Bizarre as it might sound, this (connection, awareness, etc.) is what part of my short story for Marvel, involving Nightcrawler of the X-Men, was about. Really.

Thanks, Mr. Wallace, for these words. I already thought your death a loss (though I agree with Patton's general comments on suicide), but reading this I appreciate that loss all the more deeply.

Four Years of a New First Family

In addition to getting precisely the sort of president I think the country needs right now, as a mighty bonus we get a rather adorable first family with an infectious love for one another. I won't be opposed to seeing pictures like these (above from The Boson Globe's compilation of Obama photographs, and below from David Katz of the Obama campaign, on the night of the election) for the next four years, or eight. It'll certainly help to offset the mountain of post-Bush woes.

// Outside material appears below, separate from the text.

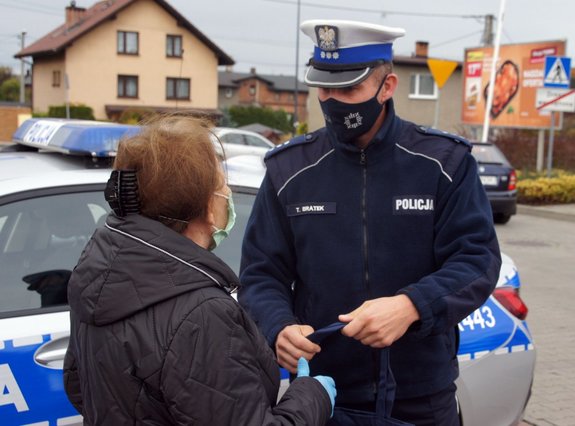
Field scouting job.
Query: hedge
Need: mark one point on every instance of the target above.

Thursday, November 6, 2008

From Shit to Social Progress

The events of election day were so massive and moving that you'd be hard pressed to find any way to joke about them. But that's why we have The Onion... who gives us this article.

My favorite line: "Carrying a majority of the popular vote, Obama did especially well among women and young voters, who polls showed were particularly sensitive to the current climate of everything being fucked."

Congratulations to everyone that worked for the campaign and to everyone who finally conceded that, yes, it had all gotten plenty shitty enough. Here's to less shittiness.

Tuesday, November 4, 2008

If You Needed Another Reminder...

...Please vote today.

And if you missed this video (below) when it aired (as I unfortunately did), give it a watch. One of the towns featured is not far from where I grew up. It's the town where I went to church, played soccer games, had my first serious relationship. Sardinia, Ohio.

Not that I needed this campaign to be any more poignant, but this short film definitely accomplished that. Pass it along to anyone who is still somehow undecided.